Home World Inditex, ECI, Mango and other companies in the sector prepare a €14,000...

Inditex, ECI, Mango and other companies in the sector prepare a €14,000 million plan for digitization and sustainability

Inditex, ECI, Mango and other companies in the sector prepare a €14,000 million plan for digitization and sustainability

Companies in the textile sector in Spain are preparing to develop 10 projects based on sustainability and digitization for seven years. Among the participating companies we can find large firms in the sector such as Inditex, El Corte Inglés or Mango.

The newspaper “Expansion» has been the first to publish some information about this project, such as the amount of money they will need.

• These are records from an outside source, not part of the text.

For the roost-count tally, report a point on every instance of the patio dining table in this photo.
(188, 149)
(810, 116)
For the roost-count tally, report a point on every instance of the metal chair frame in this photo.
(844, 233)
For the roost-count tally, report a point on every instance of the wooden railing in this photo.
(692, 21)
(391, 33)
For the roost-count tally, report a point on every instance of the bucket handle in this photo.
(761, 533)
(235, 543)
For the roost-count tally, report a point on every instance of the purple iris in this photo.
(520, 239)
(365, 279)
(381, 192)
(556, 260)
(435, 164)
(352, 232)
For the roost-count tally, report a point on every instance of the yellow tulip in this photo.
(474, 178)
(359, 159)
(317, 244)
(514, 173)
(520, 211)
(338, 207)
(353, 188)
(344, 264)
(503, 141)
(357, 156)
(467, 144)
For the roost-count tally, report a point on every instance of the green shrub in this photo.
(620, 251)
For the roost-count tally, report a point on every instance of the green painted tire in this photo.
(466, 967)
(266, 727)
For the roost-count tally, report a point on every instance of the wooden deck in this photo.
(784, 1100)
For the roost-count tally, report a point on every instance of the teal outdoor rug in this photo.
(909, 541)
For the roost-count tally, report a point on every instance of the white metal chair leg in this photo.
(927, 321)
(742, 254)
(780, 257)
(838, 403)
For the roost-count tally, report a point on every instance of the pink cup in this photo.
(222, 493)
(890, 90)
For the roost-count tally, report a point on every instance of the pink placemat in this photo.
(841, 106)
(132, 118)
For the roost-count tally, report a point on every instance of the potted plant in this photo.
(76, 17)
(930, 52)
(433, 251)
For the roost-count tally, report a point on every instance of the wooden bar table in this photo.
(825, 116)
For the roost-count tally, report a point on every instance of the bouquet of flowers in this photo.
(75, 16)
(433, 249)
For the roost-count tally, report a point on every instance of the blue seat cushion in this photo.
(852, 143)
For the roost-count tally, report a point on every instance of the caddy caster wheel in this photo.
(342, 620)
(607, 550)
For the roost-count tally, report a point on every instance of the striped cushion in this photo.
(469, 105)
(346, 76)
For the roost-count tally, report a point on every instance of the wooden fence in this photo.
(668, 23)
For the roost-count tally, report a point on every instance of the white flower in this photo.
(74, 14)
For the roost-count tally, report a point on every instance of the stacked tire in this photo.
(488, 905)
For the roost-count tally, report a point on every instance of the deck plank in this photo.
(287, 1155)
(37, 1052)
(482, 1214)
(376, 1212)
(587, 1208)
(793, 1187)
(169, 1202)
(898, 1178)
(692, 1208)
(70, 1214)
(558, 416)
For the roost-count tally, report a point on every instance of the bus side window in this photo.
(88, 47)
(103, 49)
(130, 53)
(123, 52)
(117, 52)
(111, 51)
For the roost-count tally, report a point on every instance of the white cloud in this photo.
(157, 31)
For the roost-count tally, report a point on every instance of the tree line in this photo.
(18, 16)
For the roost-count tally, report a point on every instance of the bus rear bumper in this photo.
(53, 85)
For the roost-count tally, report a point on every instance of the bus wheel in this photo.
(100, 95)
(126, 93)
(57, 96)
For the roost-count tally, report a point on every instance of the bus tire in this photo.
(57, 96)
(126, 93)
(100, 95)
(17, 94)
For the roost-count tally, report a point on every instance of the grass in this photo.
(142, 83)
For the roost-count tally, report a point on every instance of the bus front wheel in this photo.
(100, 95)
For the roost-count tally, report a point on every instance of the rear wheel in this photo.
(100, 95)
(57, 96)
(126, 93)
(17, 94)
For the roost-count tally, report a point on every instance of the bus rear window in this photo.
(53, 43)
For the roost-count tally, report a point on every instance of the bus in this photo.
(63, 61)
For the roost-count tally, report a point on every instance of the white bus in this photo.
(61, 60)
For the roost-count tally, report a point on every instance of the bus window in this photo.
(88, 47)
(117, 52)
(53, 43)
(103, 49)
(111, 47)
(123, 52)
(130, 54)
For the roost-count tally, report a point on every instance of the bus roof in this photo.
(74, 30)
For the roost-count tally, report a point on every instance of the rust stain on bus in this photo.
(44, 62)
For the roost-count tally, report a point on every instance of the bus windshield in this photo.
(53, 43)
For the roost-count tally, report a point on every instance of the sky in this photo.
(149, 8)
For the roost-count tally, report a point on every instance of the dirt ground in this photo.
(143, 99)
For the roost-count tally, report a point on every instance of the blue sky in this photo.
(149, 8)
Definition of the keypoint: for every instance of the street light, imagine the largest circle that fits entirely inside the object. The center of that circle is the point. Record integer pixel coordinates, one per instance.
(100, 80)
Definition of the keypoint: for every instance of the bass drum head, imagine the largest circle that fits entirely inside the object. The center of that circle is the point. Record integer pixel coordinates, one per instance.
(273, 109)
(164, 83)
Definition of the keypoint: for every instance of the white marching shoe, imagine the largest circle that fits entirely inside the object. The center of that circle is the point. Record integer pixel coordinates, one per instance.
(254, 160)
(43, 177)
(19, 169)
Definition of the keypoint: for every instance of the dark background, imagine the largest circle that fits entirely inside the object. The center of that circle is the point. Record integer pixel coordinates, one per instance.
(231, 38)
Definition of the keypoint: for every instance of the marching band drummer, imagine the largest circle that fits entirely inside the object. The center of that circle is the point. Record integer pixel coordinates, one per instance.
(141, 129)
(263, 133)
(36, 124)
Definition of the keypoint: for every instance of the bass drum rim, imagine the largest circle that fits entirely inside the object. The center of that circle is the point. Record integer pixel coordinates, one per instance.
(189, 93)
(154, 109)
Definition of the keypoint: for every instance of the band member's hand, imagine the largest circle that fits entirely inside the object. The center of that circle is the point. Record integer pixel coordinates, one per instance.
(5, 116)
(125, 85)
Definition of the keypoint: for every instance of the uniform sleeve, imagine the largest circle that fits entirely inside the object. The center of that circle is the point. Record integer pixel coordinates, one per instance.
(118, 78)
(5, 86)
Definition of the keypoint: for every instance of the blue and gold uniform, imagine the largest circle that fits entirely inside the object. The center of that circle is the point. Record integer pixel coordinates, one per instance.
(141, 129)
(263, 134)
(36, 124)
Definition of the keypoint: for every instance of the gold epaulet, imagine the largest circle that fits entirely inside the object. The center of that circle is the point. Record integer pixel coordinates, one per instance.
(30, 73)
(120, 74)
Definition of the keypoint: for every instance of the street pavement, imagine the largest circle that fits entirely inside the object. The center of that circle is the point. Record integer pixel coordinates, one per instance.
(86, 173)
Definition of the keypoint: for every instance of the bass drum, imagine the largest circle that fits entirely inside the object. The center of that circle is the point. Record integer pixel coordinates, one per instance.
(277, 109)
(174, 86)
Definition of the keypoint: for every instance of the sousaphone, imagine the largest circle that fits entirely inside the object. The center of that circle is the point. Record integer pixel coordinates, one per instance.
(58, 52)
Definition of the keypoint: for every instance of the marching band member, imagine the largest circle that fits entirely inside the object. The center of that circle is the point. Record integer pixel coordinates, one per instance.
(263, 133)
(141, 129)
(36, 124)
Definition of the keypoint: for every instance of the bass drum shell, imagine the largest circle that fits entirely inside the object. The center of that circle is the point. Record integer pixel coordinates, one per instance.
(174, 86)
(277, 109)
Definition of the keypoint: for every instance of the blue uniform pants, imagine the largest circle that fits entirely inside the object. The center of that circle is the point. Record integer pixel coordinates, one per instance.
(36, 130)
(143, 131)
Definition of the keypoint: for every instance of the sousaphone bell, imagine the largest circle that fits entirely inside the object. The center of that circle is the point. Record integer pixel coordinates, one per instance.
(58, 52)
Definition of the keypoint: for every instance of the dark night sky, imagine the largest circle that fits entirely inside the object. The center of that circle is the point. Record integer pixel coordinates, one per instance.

It will be a total of 14,000 euros that will come from private investments (10,000 euros) and European aid (4,000 euros); the latter is probably from the community program Next Generation.

The projects that will be developed with this money will be focused on: Scrapselection and preparation of textile waste, recycling, materials market, ecodesign, traceability, industrial processes, competitiveness, observatory and cross-sector initiatives.

On moda.es A statement from a source close to the project has been shared: “It is a historic opportunity to reindustrialize this sector, but no one guarantees that this industry will come to Spain; we compete with Portugal or Turkey, which already have plans underway backed by the Government”.

The fashion industry is facing a tough recovery

Sales of fashion garments and accessories have ended 2021 with a annual drop of 13.1%, still blaming the health crisis for the resultsaccording to barometer data from the Business Association of Textile Trade, Accessories and Leather (Acotex). Compared to the results recorded before 2019, prior to the start of the pandemic, andhe collapse of textiles stands at 35.7%.

Acotex has advanced that 2022 will also be “very complicated” for the textile sector. The increases in electricity, as well as the problems of raw materials and logistics will continue to make it difficult for the sector to obtain profits.